45 Andromedae

Observation data Epoch J2000 Equinox ICRS
- Constellation: Andromeda
- Right ascension: 01^{h} 11^{m} 10.2771^{s}
- Declination: +37° 43′ 26.848″
- Apparent magnitude (V): 5.80

Characteristics
- Evolutionary stage: main sequence
- Spectral type: B7 III-IV
- B−V color index: −0.095±0.004

Astrometry
- Radial velocity (R_{v}): −1.5±1.0 km/s
- Proper motion (μ): RA: −15.844 mas/yr Dec.: −5.486 mas/yr
- Parallax (π): 4.9479±0.0555 mas
- Distance: 659 ± 7 ly (202 ± 2 pc)
- Absolute magnitude (M_{V}): −1.10

Details
- Mass: 3.30 M_{☉}
- Radius: 4.24 R_{☉}
- Luminosity: 156 L_{☉}
- Surface gravity (log g): 3.93 cgs
- Temperature: 12,078 K
- Metallicity [Fe/H]: −0.47 dex
- Rotational velocity (v sin i): 60 km/s
- Other designations: 45 And, BD+36°201, HD 7019, HIP 5550, HR 348, SAO 54494, PPM 66038, WDS J01112+3743AB

Database references
- SIMBAD: data

= 45 Andromedae =

Double star in the constellation Andromeda

45 Andromedae, abbreviated 45 And, is a double star in the northern constellation Andromeda. 45 Andromedae is the Flamsteed designation. Its combined apparent visual magnitude is 5.80. Based upon an annual parallax shift of 4.95 mas, it is located 659 light years away.

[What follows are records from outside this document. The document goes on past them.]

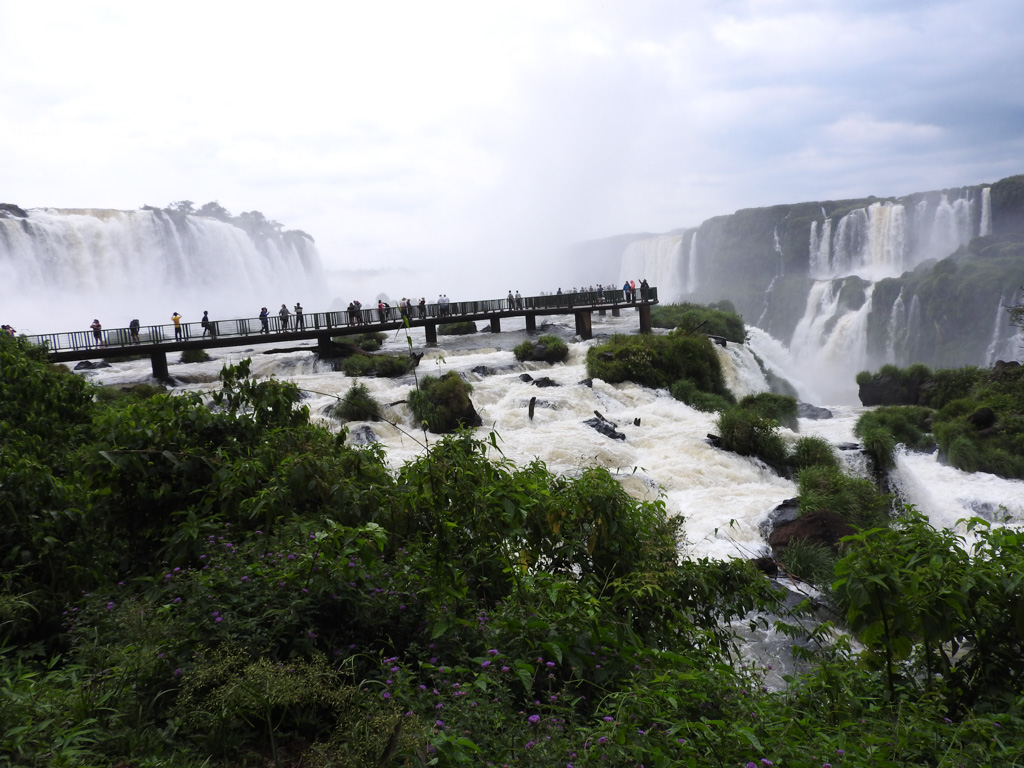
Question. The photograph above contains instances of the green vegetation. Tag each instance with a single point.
(715, 320)
(185, 586)
(442, 404)
(658, 361)
(882, 429)
(547, 348)
(356, 404)
(976, 417)
(855, 500)
(460, 328)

The stellar classification of 45 And is B7 III-IV, matching an evolving subgiant/giant star. It has about 4.2 times the Sun's radius and is radiating 156 times the Sun's luminosity from its photosphere at an effective temperature of ±12078 K.

This star is most likely single. A companion star was discovered by American astronomer George W. Hough in 1890. As of 2006, the companion was at an angular separation of 0.10 arcsecond along a position angle of 225° from the primary.